Think about it like a cut on your skin. Your body stops the bleeding by closing up the wound. There may be a scar, but usually it’s minimal. But if you keep getting cut in the same place over and over, that scar tissue might never go away. It’s similar with chronic hepatitis: While the liver can regenerate, it becomes overwhelmed over time, and there isn’t enough tissue. That’s when you can get cirrhosis, or end-stage liver disease.
If you have hepatitis B, you’re also at risk for liver cancer. The virus causes repeated damage to your liver cells, leading to cancer cell mutation.
How is it spread?
Hepatitis B is typically transmitted through contact with the blood and body fluids of an infected person via:
- Sexual contact
- Sharing needles or syringes
- Sharing other items that may have blood on them, such as razors or toothbrushes
- Mother-to-child transmission during birth
- Direct contact with blood (e.g., healthcare workers treating infected patients)
“If you have hepatitis B, you’re also at risk for liver cancer. The virus causes repeated damage to your liver cells, leading to cancer cell mutation.”
— Dr. Anthony Junsung Choi
How is hepatitis B treated?
There is no cure for hepatitis B, but there is treatment.
Individuals with chronic hepatitis B can take medicine once a day. Typically, it is for the rest of their life, to keep the virus at low levels and prevent other issues in the liver. For acute hepatitis B, treatment is dependent on the symptoms and is usually supportive, such as bed rest or fluids, but if the illness is severe early on, antiviral medicines may be administered.

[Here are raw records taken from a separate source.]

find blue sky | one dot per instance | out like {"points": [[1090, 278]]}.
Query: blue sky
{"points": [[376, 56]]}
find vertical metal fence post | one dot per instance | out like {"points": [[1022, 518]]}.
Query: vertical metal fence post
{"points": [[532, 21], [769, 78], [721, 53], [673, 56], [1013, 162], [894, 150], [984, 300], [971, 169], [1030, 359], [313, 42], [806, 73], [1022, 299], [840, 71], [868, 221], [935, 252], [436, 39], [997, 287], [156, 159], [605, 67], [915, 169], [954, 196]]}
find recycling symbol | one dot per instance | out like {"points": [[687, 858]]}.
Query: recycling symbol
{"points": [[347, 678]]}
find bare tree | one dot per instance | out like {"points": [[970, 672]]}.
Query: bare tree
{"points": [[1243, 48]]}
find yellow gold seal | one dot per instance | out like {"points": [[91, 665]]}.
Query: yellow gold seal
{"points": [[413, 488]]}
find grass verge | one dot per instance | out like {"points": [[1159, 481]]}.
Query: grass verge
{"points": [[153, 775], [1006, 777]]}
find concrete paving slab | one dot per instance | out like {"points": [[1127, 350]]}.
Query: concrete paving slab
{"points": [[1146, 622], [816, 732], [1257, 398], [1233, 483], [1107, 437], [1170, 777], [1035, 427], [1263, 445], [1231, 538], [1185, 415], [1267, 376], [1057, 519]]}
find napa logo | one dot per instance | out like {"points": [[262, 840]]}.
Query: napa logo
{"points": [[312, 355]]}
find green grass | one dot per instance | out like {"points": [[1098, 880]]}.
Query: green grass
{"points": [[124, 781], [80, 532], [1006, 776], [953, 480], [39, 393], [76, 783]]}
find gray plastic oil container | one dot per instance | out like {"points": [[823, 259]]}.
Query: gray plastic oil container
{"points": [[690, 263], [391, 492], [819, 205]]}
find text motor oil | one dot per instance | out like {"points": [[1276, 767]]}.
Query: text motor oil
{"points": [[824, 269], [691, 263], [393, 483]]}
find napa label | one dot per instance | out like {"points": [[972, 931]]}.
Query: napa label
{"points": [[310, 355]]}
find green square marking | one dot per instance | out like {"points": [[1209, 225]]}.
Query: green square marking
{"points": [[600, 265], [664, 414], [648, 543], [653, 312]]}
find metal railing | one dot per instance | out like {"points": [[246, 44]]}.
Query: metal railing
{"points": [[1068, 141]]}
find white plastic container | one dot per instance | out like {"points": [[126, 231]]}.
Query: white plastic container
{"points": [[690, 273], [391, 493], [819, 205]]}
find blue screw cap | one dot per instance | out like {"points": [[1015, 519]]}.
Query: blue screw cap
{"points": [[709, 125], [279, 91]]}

When potential exposure is immediately known, the vaccine as well as antibodies may be administered within 24 hours to prevent transmission.
Can hepatitis B be prevented?
Hepatitis B can be prevented through vaccination.
It’s recommended that all newborns and children be vaccinated against the virus. The younger a person is when infected with the virus, the greater their chances of developing chronic hepatitis B. About 9 in 10 infants who become infected can develop the lifelong illness, according to the CDC. The risk decreases as a child gets older, and most children over 6 and adults who get infected do not develop chronic infections.
In 2022, the CDC also recommended hepatitis B vaccination for all adults ages 19 to 59, and adults over 60 who are at risk.
To avoid infection and spread:
- Practice safe sex.
- Don’t share needles.
- Don’t share items such as toothbrushes or razors.
- Wear disposable gloves when handling blood.